Problem solving process:
Step 1: Find the ID (save_id) of all data to be retained)
SELECT id as save_id FROM yujing.alarm_event_info_snapshot aeis where aeis.event_id in (SELECT ae.id FROM yujing.alarm_event ae where ae.event_uuid like 'yuanwtj_%') group by (aeis.event_id)
After optimization:
SELECT aeis.id as save_id FROM yujing.alarm_event ae right join yujing.alarm_event_info_snapshot aeis on aeis.event_id = ae.id where ae.event_uuid like 'yuanwtj_%' group by (aeis.event_id)
Step 2: Obtain the ID (all_id) of all related data)
SELECT aeis.id as all_id FROM yujing.alarm_event_info_snapshot aeis where aeis.event_id in (SELECT ae.id FROM yujing.alarm_event ae where ae.event_uuid like 'yuanwtj_%') order by aeis.event_id
After optimization:
SELECT aeis.id as all_id FROM yujing.alarm_event ae right join yujing.alarm_event_info_snapshot aeis on aeis.event_id = ae.id where ae.event_uuid like 'yuanwtj_%'
Step 3: Get the ID (del_id) of the data to be deleted)
select ad.all_id as del_id from (SELECT aeis.id as all_id FROM yujing.alarm_event_info_snapshot aeis where aeis.event_id in (SELECT ae.id FROM yujing.alarm_event ae where ae.event_uuid like 'yuanwtj_%')) as ad where ad.all_id not in (SELECT id as save_id FROM yujing.alarm_event_info_snapshot aeis where aeis.event_id in (SELECT ae.id FROM yujing.alarm_event ae where ae.event_uuid like 'yuanwtj_%') group by (aeis.event_id))
After optimization:
select ad.all_id as del_id from (SELECT aeis.id as all_id FROM yujing.alarm_event ae right join yujing.alarm_event_info_snapshot aeis on aeis.event_id = ae.id where ae.event_uuid like 'yuanwtj_%') as ad left join (SELECT aeis.id as save_id FROM yujing.alarm_event ae right join yujing.alarm_event_info_snapshot aeis on aeis.event_id = ae.id where ae.event_uuid like 'yuanwtj_%' group by (aeis.event_id)) as sd on ad.all_id = sd.save_id where sd.save_id is null
Step 4: delete all nodes by ID. Note that if a large amount of data in MySQL needs to be deleted in batches, I finally use the ETL Tool to delete nodes in batches.

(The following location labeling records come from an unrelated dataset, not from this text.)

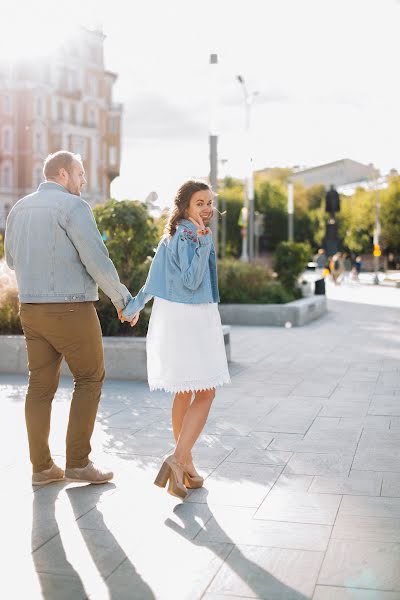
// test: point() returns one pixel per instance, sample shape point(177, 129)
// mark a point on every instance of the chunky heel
point(163, 475)
point(169, 473)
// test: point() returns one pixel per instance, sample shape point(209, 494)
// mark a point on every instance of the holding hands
point(132, 321)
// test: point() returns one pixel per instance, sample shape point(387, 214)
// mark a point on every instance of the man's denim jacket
point(53, 244)
point(183, 270)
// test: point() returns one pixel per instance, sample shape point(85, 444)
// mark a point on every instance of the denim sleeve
point(193, 269)
point(82, 230)
point(136, 304)
point(7, 243)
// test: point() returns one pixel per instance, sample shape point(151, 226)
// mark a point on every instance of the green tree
point(290, 261)
point(390, 215)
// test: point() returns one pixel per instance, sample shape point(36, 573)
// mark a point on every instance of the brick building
point(61, 102)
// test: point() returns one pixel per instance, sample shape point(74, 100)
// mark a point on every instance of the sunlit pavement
point(302, 495)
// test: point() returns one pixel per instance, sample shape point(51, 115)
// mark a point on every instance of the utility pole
point(213, 145)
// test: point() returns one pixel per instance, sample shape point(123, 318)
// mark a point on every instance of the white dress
point(185, 347)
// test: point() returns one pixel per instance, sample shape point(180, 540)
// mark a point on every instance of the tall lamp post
point(249, 197)
point(213, 144)
point(290, 211)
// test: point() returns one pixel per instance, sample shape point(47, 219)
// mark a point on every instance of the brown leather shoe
point(48, 476)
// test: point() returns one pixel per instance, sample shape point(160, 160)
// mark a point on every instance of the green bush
point(290, 261)
point(242, 283)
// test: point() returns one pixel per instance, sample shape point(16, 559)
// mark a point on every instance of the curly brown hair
point(182, 201)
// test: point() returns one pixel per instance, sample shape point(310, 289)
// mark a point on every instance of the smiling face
point(201, 205)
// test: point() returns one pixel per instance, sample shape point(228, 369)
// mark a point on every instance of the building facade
point(63, 102)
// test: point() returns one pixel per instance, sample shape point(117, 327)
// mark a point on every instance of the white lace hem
point(189, 386)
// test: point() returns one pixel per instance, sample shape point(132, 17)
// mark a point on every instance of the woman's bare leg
point(193, 424)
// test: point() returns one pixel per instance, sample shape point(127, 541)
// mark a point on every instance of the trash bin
point(320, 287)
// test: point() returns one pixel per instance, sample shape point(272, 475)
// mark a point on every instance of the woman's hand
point(132, 321)
point(201, 228)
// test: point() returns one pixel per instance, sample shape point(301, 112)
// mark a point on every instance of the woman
point(185, 343)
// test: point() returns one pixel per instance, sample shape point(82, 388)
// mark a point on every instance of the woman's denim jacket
point(183, 270)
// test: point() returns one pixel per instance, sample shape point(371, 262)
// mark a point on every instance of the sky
point(325, 73)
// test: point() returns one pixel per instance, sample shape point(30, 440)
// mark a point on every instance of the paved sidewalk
point(302, 497)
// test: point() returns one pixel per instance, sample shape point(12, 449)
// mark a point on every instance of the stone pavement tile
point(368, 422)
point(256, 440)
point(234, 484)
point(283, 441)
point(336, 408)
point(135, 418)
point(300, 507)
point(385, 405)
point(320, 389)
point(289, 417)
point(356, 527)
point(378, 451)
point(313, 463)
point(366, 483)
point(262, 457)
point(236, 525)
point(268, 573)
point(370, 506)
point(358, 564)
point(292, 483)
point(79, 550)
point(391, 485)
point(124, 442)
point(328, 592)
point(329, 441)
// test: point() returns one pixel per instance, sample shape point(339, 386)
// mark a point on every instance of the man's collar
point(51, 185)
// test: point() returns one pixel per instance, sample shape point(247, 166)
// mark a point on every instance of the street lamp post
point(248, 239)
point(213, 144)
point(290, 211)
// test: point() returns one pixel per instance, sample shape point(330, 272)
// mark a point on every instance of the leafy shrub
point(290, 261)
point(9, 304)
point(243, 283)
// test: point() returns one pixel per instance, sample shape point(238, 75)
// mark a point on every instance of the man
point(59, 258)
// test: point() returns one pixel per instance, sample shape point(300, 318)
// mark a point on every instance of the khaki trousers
point(53, 332)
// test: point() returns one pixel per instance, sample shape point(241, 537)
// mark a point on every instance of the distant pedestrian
point(348, 265)
point(338, 268)
point(321, 259)
point(357, 268)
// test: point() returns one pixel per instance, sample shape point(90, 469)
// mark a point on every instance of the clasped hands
point(132, 321)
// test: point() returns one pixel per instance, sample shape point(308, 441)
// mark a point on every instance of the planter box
point(125, 357)
point(298, 313)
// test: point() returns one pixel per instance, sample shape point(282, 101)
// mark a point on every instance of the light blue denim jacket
point(53, 244)
point(183, 270)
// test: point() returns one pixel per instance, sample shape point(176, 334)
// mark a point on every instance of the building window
point(60, 111)
point(39, 107)
point(93, 85)
point(113, 124)
point(92, 118)
point(80, 146)
point(38, 143)
point(112, 155)
point(6, 179)
point(7, 104)
point(7, 141)
point(37, 176)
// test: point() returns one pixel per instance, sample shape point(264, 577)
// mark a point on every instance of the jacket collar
point(52, 185)
point(187, 223)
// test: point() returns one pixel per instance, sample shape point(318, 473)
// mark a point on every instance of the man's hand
point(132, 321)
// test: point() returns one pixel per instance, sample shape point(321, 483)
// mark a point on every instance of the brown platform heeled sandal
point(167, 474)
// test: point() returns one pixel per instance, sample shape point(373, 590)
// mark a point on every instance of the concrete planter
point(125, 358)
point(298, 313)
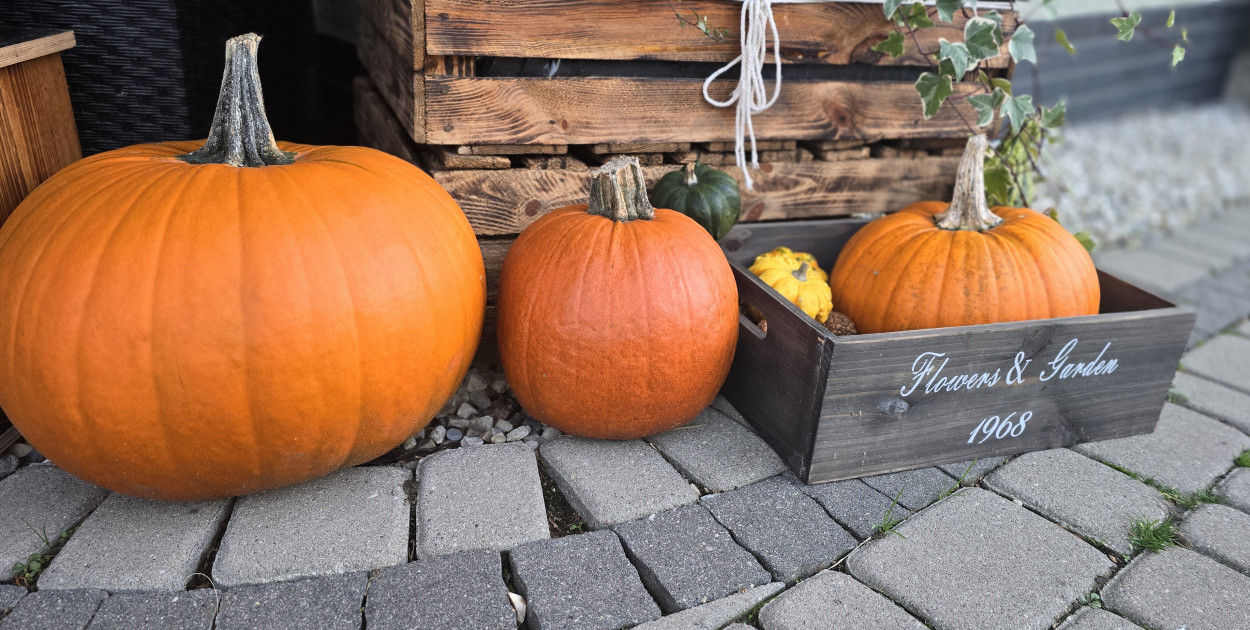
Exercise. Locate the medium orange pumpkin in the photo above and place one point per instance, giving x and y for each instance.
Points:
(934, 264)
(188, 325)
(616, 320)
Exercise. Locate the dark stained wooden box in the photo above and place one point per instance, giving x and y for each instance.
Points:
(848, 406)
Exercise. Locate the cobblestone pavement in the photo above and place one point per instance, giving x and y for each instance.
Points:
(671, 538)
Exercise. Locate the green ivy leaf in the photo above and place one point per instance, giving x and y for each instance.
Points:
(891, 45)
(1085, 240)
(934, 90)
(1016, 109)
(1061, 38)
(983, 38)
(1126, 25)
(1021, 45)
(955, 53)
(1054, 116)
(946, 9)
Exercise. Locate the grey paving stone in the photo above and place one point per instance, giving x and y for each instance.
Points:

Summary: in MySQL databases, it is recommended that you do not dynamically obtain matching values in queries with the in or not in keywords in SQL statements. When there is a large amount of data, they are very inefficient to use, you can use left and right connections instead of in operations, which will increase the efficiency by many times, especially in large data volumes.